Barney Kilgore

1945 – Barney Kilgore is named president of Dow Jones & Co.

The newspaper, if it were to survive the lean years after the crash, needed to change its focus. And a young journalist named Barney Kilgore was the person to handle the task. Kilgore had been hired to work at The Journal directly out of DePauw University in 1929, and after a few months in New York was moved to the San Francisco office. He immediately gained a reputation for the thoroughness of his reporting, primarily because he checked what banks were reporting for their profits in their press releases with what was reported in their audited statements and noticed some large discrepancies. Kilgore returned to New York after writing the newspaper’s first front-page feature story and was assigned to write the story about the newspaper’s reporters taking bribes. In 1935, he went to run the Washington bureau, where he developed a popular feature called “The Washington Wire.” His fame grew when President Franklin Roosevelt, at a press conference, told other reporters to read Kilgore’s stories if they wanted to understand part of his New Deal policies. By 1941, Kilgore was back in New York and running the newspaper as managing editor. Barron’s descendants, who had thought about shutting the paper to stem its losses, listened and agreed with Kilgore’s radical plan to save the newspaper whose name reminded everyone of what had caused the Great Depression.

Vermont Royster

 

Kilgore, along with editor Casey Hogate, wanted to make the newspaper the first to be delivered across the country, transmitted the newspaper’s pages by new technology. To make the newspaper appeal to readers across the United States , Kilgore decided to radically change the content of the newspaper. It would no longer be “The newspaper for the investor,” as its slogan developed in 1903 noted. The Journal would be a mainstream newspaper that specialized in news about business and finance but also included news and information that anyone would want. A 1978 Dow Jones executive committee report noted that Kilgore’s long-range plan to overhaul the newspaper was the first in the company’s history and “was based on the belief that never again in the foreseeable future would the financial industry provide the type of market which would support a first-class daily newspaper.”

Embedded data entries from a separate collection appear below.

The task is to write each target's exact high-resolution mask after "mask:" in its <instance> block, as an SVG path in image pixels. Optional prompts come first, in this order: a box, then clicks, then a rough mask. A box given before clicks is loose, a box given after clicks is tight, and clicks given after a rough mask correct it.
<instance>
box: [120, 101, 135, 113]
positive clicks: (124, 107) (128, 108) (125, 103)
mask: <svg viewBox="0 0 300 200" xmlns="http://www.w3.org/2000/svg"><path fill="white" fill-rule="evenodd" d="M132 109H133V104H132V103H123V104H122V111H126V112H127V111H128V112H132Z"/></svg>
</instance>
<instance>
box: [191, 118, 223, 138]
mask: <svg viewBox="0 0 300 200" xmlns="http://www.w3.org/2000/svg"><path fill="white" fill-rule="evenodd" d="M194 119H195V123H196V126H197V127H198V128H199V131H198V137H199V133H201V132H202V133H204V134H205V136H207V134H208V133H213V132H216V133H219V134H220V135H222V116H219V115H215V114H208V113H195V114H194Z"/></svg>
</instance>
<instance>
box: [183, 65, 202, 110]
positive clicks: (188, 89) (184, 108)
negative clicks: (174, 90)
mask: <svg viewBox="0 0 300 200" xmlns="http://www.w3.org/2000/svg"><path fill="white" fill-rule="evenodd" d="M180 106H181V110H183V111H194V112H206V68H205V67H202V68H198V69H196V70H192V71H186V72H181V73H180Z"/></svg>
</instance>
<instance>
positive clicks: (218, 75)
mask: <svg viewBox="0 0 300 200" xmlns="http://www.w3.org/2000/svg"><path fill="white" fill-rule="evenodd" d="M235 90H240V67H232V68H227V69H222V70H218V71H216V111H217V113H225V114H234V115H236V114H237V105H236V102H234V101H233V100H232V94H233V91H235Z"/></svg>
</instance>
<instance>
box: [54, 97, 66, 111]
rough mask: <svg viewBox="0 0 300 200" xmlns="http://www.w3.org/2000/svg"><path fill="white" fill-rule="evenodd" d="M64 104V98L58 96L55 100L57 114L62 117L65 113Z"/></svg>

“Barney would talk of how The Journal ought to be – and could be – a national newspaper,” said Vermont Royster, who worked with Kilgore in the Washington bureau and became editor of the paper in 1958. “Business, he said, and the political affairs that affected it, was the one topic of as vital interest to the reader in Omaha as the reader in New York . Why not give each the same important news each day? It was a fantasy, so most of his colleagues thought.” Royster was not all that impressed with the idea.